My vision flickered as my internal clock chimed.

I sat up, hearing several joints pop as I did, and let out a yawn as I stretched. I could feel old aches fading and a new energy thrumming in my soul. Perhaps I should sleep more often…

The tithes of knowing.

…Then again, perhaps not.

I shrugged before reaching out to my strings, observing Tirek from several different angles. His chest rose and fell in a slow calm rhythm. His eyes were shut, without any strain at their edges. And his muscles seemed relaxed, but I could see the faint traces of tension beneath.

He wasn’t ready to awaken, his body hadn’t finished its maintenance. He needed to rest, otherwise, something just might break.

I felt my smile widen, my teeth shining in the dark. I brought a hand to my face, vision still elsewhere, and my breaths began to quake. My ribs shuddered as the strings in my chest thrummed with magic.

This feeling, this cold damp feeling of mirth finally bubbled over and fell from my smile in long peels of laughter.

He wasn’t ready? Well, neither was I when I came down here.

Welcome to Hell.

Tirek shot to his hooves, bloodshot eyes frantically scanning the cell.

“Where, who, why—“

His startled gibberish cut off with a growl when his senses returned. And the joy I felt dug its icy nails deeper into my soul when he screamed.

“SHUT UP. SHUT UP. SHUT UP…”

Over and over and over again. When he first came to this place, his voice was gruff but solid. It carried an air of determination, of inevitability. Even in his wildest shouts, he clung to a single emotion above any other: ambition.

Now? Now desperation replaced the determined hate in his eyes. Manic tears sundered him from his pride. He was close, so very close. His cloak of derision, his cowl of hate, all of it was wearing thin.

It wasn’t even that hard. Just a few inconveniences left on repeat, just the reminder of his own actions over and over again, and a little bit of isolation; that was all it took. All it took to bring the mighty ‘Lord Tirek’ to his knees.

I let go another short chuckle, my smile widening as the centaur spun in his cage. Like a thousand other times, he scoured the shadows and edges of our minuscule personal cavern. A thousand tries, a thousand failures, what was one more try to cost in the face of that?

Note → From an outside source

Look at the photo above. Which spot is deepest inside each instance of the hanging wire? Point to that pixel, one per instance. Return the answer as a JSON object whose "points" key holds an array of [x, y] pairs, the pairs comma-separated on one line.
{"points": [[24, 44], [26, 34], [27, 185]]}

I took in a deep breath, holding the stale air within my hollow chest, and reminisced on the short time we had together. And what a short but oh-so-meaningful stretch of time it was.

After the first day, the one where he told me his own story, his flame had begun to die.

I smiled as I plucked the strings around me, sending pleasant notes ricocheting off the slate walls. Though they failed to soothe Tirek any.

He was fiery and blustered like an inferno at the start. So I began with his anger. I led him in circles, continually grinding away at his determination with a chisel made of memories. Every time I reminded him of Scorpan, every time I mentioned the Royals, every time I repeated one of his many many mistakes, he sank an inch deeper.

It was like I was a puppeteer, and he, my marionette. Since the moment he was dragged into this cell. He danced to the songs that I would sing and feared my shifting, glowing strings. Like an obedient pet, he howled when I commanded, even if it was silence that he demanded,

After a month, his flaming anger was below the waterline. Its heat drowned in apathy borne of soul-deep exhaustion, and the tinder that started it, again and again, was worn to ash by overuse.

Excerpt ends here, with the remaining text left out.